Tip: By default, two endpoints are available for a server.
- GET http://Liberty_host:http_port/api/docs
- GET http://Liberty_host:http_port/api/explorer
You can customize URLs for public endpoints with the
publicURL
attribute in
the
server.xml file. The following example illustrates the configuration in the
server.xml file to make the public REST API documentation available with
GET http://Liberty_host:http_port/myAPI/docs and
http://Liberty_host:http_port/myAPI/explorer.
<openapi publicURL="myAPI" />
The OpenAPI document is generated and aggregated across applications for that Liberty server. The document is in YAML format by
default. When you view your documentation with Microsoft
Internet Explorer 11, it returns a YAML document that is not properly formatted. As a workaround,
use a browser such as Mozilla Firefox or Google Chrome browser. If the http request has
an Accept
header with an application/json
value, the document is
in JSON format.
Tip: You can filter the OpenAPI document by context root. Both the public endpoint
(api/docs) and the private endpoint (ibm/api/docs) support
a query parameter, root
, that can filter the found context roots. For example, a
call to GET
http://Liberty_host:http_port/api/docs?root=/myApp
retrieves an OpenAPI V3 document that has only the documentation for the myApp
context root.
Results
The OpenAPI User Interface renders the aggregated definitions from /api/docs
to display a human-friendly UI at
http://Liberty_host:http_port/api/explorer.

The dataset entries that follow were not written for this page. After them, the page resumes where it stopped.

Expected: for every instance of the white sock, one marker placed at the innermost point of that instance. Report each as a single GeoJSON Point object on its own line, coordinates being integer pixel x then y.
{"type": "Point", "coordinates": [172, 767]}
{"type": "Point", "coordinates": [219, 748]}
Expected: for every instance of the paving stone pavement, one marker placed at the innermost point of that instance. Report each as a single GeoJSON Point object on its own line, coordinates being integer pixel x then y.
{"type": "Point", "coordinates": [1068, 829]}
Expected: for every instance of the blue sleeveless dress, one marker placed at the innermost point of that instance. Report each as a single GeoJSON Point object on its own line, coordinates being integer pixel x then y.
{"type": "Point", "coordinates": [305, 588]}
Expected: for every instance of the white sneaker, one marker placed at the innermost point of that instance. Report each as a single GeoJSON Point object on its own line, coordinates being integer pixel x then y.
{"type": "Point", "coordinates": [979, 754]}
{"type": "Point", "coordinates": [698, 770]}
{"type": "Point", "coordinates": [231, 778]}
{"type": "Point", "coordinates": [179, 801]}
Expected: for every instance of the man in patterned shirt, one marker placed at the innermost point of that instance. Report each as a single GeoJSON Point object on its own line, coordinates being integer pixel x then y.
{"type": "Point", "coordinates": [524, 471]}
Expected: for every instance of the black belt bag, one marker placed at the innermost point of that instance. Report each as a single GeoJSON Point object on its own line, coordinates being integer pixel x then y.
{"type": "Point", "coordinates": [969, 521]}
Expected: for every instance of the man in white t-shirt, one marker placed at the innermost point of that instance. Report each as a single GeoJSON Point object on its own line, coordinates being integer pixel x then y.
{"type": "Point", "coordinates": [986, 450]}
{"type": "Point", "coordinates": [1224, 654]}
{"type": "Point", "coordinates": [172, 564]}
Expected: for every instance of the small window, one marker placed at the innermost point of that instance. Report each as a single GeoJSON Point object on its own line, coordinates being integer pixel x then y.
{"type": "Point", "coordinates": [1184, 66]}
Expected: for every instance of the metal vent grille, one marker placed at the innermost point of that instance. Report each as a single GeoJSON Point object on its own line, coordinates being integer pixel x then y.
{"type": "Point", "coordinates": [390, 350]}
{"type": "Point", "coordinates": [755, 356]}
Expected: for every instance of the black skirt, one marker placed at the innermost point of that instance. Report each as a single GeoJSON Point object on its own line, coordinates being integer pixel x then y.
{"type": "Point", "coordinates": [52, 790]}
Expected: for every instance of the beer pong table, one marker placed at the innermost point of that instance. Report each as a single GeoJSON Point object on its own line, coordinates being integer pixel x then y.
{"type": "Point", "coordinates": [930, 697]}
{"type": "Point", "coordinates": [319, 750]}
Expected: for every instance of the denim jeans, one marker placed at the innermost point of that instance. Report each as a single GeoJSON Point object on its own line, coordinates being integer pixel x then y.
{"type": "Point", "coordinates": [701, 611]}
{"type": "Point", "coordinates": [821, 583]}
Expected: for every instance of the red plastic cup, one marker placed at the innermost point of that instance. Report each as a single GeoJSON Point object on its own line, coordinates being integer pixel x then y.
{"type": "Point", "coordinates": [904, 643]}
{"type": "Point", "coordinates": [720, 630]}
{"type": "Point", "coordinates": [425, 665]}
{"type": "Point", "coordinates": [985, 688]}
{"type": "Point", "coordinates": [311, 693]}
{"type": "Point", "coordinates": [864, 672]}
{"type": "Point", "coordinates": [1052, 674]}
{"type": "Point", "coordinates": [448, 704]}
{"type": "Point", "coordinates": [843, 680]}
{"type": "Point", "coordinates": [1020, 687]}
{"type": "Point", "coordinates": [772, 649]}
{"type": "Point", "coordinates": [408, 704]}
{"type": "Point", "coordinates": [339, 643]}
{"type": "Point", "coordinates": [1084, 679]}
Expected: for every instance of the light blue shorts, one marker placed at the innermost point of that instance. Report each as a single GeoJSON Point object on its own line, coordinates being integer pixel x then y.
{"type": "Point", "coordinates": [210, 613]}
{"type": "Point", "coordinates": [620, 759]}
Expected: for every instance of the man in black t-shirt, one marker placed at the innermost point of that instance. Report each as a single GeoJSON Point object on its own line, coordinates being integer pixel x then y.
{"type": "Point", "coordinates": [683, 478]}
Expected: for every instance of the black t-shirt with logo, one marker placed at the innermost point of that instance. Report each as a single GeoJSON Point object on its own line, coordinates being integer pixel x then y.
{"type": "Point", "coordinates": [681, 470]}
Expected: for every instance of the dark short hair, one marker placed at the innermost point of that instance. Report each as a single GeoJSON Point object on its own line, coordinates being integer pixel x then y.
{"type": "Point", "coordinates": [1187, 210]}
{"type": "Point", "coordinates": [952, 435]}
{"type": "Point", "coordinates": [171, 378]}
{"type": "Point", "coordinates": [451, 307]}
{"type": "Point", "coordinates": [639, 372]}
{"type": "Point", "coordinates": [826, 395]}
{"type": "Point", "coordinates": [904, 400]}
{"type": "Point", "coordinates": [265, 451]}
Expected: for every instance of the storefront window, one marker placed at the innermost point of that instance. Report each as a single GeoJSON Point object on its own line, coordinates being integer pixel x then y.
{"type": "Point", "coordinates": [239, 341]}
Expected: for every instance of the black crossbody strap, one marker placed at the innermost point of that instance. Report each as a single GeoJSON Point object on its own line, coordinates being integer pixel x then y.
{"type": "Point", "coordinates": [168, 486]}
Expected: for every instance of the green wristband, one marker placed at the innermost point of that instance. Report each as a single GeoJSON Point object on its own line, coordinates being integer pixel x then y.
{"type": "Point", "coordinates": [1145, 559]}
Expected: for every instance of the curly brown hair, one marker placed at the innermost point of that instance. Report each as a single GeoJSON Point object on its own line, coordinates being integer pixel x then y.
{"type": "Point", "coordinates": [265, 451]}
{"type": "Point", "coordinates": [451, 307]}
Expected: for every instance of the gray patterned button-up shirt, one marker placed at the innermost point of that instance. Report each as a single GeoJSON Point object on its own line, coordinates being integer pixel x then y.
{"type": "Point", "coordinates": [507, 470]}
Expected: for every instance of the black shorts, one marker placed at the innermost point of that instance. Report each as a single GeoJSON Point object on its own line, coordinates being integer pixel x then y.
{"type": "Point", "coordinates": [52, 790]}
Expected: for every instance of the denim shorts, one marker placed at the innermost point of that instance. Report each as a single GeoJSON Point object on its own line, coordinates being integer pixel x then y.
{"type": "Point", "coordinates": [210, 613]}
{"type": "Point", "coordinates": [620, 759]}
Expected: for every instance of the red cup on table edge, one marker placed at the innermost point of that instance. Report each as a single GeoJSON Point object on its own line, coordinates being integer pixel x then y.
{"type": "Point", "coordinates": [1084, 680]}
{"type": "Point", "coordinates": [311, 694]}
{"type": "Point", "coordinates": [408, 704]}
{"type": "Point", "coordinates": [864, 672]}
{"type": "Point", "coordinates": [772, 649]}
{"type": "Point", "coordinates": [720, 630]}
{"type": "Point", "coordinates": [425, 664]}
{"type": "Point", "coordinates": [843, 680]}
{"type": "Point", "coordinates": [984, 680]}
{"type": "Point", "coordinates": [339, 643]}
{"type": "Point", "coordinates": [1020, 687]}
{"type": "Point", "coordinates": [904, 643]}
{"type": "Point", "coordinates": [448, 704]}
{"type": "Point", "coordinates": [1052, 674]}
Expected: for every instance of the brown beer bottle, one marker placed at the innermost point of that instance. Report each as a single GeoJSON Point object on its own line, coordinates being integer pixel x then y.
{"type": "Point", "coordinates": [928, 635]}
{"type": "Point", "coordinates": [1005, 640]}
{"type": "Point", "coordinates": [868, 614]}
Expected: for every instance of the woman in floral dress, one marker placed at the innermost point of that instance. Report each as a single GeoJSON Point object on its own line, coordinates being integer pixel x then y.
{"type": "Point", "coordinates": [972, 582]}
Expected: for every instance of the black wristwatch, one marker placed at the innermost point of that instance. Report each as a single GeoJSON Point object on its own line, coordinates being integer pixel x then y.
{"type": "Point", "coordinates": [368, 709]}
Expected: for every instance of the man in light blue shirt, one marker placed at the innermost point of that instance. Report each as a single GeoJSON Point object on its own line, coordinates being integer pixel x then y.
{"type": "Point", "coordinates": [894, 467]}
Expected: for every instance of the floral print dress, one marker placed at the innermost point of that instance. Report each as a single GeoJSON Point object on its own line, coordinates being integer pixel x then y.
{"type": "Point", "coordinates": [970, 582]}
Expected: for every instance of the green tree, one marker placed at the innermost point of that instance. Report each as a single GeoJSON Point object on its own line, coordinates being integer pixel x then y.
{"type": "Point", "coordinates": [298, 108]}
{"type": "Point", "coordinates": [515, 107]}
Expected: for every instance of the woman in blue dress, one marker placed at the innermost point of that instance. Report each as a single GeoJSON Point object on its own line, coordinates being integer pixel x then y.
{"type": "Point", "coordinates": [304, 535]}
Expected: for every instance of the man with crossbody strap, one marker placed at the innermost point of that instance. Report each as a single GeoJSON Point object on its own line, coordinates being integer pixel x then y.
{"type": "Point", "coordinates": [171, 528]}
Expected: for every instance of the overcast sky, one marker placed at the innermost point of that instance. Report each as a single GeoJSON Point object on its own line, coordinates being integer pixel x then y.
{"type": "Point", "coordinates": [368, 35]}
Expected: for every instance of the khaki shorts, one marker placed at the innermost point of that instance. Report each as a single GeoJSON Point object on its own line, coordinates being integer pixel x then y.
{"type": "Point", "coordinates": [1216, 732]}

If you enable SSL, you can access the protected UI at
https://Liberty_host:https_port/api/explorer.
You can browse the private web modules by enabling the
enablePrivateURL
attribute in the
openAPI
element of the
server.xml file.
<openapi enablePrivateURL="true"/>
When the private web module browsing
is enabled, use
https://Liberty_host:https_port/ibm/api/explorer
to display the human-friendly UI for both public and private web modules.
You can view all RESTful endpoints from your application in this user interface. You can also
filter displayed endpoints to focus on specific applications.